Come possiamo consentire che nel 2017 i bambini e le bambine della primaria, nel momento cruciale in cui si approcciano alla lettura e ai saperi, siano costretti a rapportarsi con una cultura scolastica così discriminante, anacronistica, congelata nel tempo, non rispondente minimamente ai cambiamenti avvenuti a livello sociale?
Pur dando per vero che agli inizi del Duemila il clima non fosse favorevole, la situazione attuale sembrerebbe più incline al cambiamento.
Nonostante alcune fronde reazionarie che si sono compattate nel cosiddetto “movimento no-gender” (Marzano, 2015), possiamo convenire su alcuni importanti passi avanti fatti dalla società civile in questi ultimissimi anni.
Un primo ambito in cui si registra un aumento di consapevolezza sul tema del sessismo è quello della comunicazione massmediatica (Leonelli, Selmi, 2013). Gran parte di questo cambiamento è avvenuto grazie ad un incessante lavoro portato avanti da attiviste, blogger, giornaliste che hanno innescato una discussione “dal basso”, diffondendola sul web. Tra i contributi più incisivi segnalo il prezioso lavoro di Lorella Zanardo (2010, 2012) che da anni ha attivato una campagna di sensibilizzazione sull’oggettivazione del corpo femminile nei mass media italiani e sulla necessità di introdurre un’educazione ad un uso consapevole dei media nelle scuole; altra voce fondamentale è quella di Loredana Lipperini che sul blog “Lipperatura” ci ricorda continuamente perché è così importante collocarsi “ancora dalla parte delle bambine” (Lipperini, 2007) e tenere sempre vigile l’attenzione sulle varie forme di sessismo veicolate dai mezzi di comunicazione di massa.
E poi ci sono i movimenti collettivi (SNOQ – Se non ora quando; Non una di meno) che lottano per riaffermare una consapevolezza diffusa sulle varie forme di discriminazione e violenza di genere (sfruttamento, sessismo, razzismo, omofobia), attraverso un fondamentale lavoro diffuso sul territorio.
In questo quadro anche la scuola italiana apre spiragli di attenzione alle questioni relative alla lotta al sessismo e alla promozione di una cultura di parità, incentivati anche dal punto di vista istituzionale (basti citare la legge 107/2015 sulla “Buona Scuola” che prevede «l’educazione alla parità tra i sessi, la prevenzione della violenza di genere e di tutte le discriminazioni, al fine di informare e di sensibilizzare gli studenti, i docenti e i genitori» contro femminicidio, omofobia, transfobia). Parallelamente nel mondo accademico assistiamo alla nascita di centri di ricerche dedicate ai gender studies, anche all’interno di corsi di studio finalizzati a formare le future leve di maestri/maestre, insegnanti, educatori/educatrici. Il tema dell’educazione alla parità tra i generi, collegato ad un progetto politico di prevenzione culturale della violenza di genere, comincia dunque ad attecchire anche in Italia, sebbene in maniera non omogenea sul territorio nazionale.

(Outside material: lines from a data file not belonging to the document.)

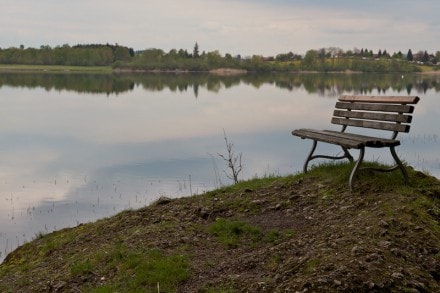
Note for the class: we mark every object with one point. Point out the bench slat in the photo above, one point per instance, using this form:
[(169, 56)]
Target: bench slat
[(381, 99), (370, 141), (371, 124), (348, 140), (326, 137), (375, 107), (373, 116)]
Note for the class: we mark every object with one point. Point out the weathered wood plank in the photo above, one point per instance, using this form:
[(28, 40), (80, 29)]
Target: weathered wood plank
[(326, 137), (375, 107), (381, 99), (373, 116), (371, 124), (348, 140), (371, 141)]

La narrativa per l’infanzia rappresenta una cartina al tornasole delle trasformazioni sociali in atto. Se, come denunciava Elena Gianini Belotti (1973, 1978), la letteratura per l’infanzia si è fatta tradizionalmente portatrice di una visione sessista e tradizionalista della famiglia e dei ruoli di genere, dobbiamo constatare che negli ultimi anni in Italia si assiste ad un notevole rinnovamento dell’immaginario di genere veicolato dai libri per bambini, in particolar modo dagli albi illustrati. La produzione editoriale rivolta all’infanzia è in pieno fermento: sono nate case editrici (Settenove, Lo Stampatello) e collane (“Sottosopra”, edizioni Giralangolo) interamente dedicate all’abbattimento degli stereotipi sessisti, alla promozione della cultura della parità, all’estirpazione delle radici culturali della violenza di genere, alla presentazione di nuovi modelli di famiglia (Contini, Ulivieri, 2010; Gigli, 2011; Crespi, 2015). Leggendo questi libri bambine e bambine si interfacciano con personaggi fuori dagli schemi dettati dalla tradizione, ma forse proprio per questo più aderenti alla realtà e più autentici.

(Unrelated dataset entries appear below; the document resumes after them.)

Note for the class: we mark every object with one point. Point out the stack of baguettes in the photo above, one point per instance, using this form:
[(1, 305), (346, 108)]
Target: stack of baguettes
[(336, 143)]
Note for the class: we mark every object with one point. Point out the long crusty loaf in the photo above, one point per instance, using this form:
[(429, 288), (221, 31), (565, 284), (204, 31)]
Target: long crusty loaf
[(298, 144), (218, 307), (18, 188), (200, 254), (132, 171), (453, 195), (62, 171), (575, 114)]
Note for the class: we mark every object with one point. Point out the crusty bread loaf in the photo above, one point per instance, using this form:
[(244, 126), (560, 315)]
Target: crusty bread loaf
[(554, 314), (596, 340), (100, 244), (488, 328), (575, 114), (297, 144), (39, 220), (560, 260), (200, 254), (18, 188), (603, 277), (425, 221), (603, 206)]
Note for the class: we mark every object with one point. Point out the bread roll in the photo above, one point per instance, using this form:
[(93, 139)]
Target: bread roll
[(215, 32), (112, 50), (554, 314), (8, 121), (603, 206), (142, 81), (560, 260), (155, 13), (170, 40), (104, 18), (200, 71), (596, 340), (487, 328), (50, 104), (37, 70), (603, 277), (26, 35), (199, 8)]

Viene da domandarsi: perché questa ondata di rinnovamento non ha ancora contaminato l’editoria scolastica? Forse perché gli editori non vogliono correre il rischio di perdere una fetta del mercato floridissimo delle adozioni per cui cercano di accontentare “la media degli insegnanti”. Questa è la conclusione alla quale giunge Umberto Eco ne I pampini bugiardi: «Si deve quindi ritenere che, per accontentare la maggioranza media, per non suscitare dissensi, per non urtare suscettibilità, per piacere a tutti, si cerchi di mantenere il testo al livello dell’ovvietà, del qualunquismo, della acriticità, della idiozia rispettabile» (Eco, 1972, p. 10).
Ma questo, a parere di chi scrive, è l’esatto contrario di ciò che dovremmo aspettarci dalla scuola. Se la scuola è – o dovrebbe aspirare ad essere – luogo di democrazia e di promozione di uguaglianza sociale, non solo è tenuta a registrare prontamente i cambiamenti più innovativi provenienti dalla società dandone la massima risonanza, ma è chiamata essa stessa a promuovere e incentivare le novità culturali. I libri di testo possono e devono diventare in questo senso il motore di un cambiamento sociale che persegue principi di uguaglianza e non discriminazione. Due principi chiave della Costituzione italiana e della Carta dei diritti fondamentali dell’Unione Europea.